CBC Digital Archives CBC butterfly logo

CBC Archives has a new look: Please go to cbc.ca/archives to access the new site.

The page you are looking at will not be updated.

Mansbridge One on One: Frances Wright

The Story

It may be hard to believe today, but before 1929, women were not considered "persons" under Canadian law. Thanks to the efforts of five Canadian women known as the "Famous Five," that all changed on Oct. 18, 1929.  Seven decades later, Canada is unveiling a monument to the Famous Five on Parliament Hill. In this 2000 episode of Mansbridge One on One, Frances Wright, president of the Famous 5 Foundation, talks about the significance of these five women and the new monument.

Medium: Television
Program: Mansbridge One on One
Broadcast Date: Oct. 15, 2000
Guest: Frances Wright
Interviewer: Peter Mansbridge
Duration: 22:30

Did You know?

• The "Famous Five" consisted of Emily Murphy, Nellie McClung, Irene Parlby, Henrietta Muir Edwards and Louise McKinney.

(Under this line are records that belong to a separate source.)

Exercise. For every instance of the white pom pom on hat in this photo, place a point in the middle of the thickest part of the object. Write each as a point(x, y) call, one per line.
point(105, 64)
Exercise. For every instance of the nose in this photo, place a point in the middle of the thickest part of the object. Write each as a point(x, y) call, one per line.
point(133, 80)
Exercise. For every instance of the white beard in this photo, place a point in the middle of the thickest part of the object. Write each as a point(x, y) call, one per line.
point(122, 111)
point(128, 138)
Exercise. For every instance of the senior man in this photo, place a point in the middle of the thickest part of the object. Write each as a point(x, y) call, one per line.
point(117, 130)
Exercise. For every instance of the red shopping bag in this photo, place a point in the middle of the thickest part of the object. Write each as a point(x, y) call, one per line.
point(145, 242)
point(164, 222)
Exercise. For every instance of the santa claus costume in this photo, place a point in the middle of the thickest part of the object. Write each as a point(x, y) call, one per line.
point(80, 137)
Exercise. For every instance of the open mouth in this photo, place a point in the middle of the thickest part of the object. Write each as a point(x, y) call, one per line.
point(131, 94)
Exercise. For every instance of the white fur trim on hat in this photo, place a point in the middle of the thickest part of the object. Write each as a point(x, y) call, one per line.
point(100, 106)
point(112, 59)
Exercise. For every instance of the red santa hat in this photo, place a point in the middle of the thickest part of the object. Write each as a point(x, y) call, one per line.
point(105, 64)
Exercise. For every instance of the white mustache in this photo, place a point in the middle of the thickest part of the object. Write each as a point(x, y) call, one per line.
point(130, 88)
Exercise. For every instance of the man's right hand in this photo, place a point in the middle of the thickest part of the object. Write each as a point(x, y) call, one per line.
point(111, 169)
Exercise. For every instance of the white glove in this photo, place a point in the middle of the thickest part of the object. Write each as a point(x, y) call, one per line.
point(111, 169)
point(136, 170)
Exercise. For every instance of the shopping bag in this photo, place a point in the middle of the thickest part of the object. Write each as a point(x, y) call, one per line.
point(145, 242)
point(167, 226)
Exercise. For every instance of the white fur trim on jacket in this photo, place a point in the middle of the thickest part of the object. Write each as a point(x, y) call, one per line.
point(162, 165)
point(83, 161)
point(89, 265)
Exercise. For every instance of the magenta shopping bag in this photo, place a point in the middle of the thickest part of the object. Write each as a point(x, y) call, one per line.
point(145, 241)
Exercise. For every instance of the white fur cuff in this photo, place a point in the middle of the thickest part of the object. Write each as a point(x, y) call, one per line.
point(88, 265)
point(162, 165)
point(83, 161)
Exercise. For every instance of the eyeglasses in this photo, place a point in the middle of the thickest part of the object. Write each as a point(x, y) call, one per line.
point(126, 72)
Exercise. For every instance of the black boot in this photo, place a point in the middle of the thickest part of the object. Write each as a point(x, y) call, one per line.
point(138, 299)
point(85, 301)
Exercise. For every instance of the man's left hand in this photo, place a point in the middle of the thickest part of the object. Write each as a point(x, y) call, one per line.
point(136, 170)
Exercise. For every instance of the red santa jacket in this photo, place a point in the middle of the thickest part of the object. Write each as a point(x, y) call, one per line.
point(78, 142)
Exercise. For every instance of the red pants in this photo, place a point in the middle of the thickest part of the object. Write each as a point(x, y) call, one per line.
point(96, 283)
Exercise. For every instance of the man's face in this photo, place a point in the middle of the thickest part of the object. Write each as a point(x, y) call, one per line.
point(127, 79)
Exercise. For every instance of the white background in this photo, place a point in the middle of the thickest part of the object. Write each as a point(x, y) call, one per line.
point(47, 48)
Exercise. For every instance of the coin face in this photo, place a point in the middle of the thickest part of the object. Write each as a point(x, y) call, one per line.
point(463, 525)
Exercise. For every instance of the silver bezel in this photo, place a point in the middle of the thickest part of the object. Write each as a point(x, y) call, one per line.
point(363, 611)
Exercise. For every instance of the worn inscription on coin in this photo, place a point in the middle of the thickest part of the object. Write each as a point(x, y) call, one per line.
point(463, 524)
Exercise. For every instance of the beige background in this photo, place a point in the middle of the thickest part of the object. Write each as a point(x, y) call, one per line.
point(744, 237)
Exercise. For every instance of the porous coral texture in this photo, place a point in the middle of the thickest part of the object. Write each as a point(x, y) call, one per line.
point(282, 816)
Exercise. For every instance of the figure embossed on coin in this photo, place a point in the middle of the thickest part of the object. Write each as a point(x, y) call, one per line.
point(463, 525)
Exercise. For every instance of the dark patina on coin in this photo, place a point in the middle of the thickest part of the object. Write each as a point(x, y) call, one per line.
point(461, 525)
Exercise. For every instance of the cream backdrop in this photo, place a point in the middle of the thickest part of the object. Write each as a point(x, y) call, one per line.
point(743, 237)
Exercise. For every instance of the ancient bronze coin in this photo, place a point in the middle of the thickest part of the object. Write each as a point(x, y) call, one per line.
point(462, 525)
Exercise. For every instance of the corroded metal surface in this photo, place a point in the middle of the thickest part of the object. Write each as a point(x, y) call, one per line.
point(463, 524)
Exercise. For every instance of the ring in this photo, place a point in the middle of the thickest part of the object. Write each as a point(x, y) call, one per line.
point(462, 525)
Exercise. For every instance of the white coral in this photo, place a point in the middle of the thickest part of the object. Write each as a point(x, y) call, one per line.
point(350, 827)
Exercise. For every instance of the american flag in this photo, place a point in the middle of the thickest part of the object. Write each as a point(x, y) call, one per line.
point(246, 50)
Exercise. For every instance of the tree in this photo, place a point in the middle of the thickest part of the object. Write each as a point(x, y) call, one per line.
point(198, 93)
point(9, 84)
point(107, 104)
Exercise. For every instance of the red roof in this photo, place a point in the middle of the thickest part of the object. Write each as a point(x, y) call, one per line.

For more on these women and the landmark "persons case," please see the CBC Digital Archives clip Women become persons.

• Until the monument to the five women was erected on Parliament Hill in 2000, there were only two women represented in statue form on the Hill, both of them Queens of England. In contrast, there are 11 statues of men.

• Founded in 1996, the Famous 5 Foundation is a not-for-profit organization dedicated to honouring the Famous Five and other Canadian women.

• Before becoming president of the foundation, Frances Wright had a diverse career. For 10 years, she owned six Ports International clothing stores. After selling her business, she launched Wright and Associates, a company specializing in communications, research, and fundraising strategies. She was also a founding member of the Calgary and Alberta Status of Women Action Committees.

• In 2004, Wright was honoured with a Governor General's Award.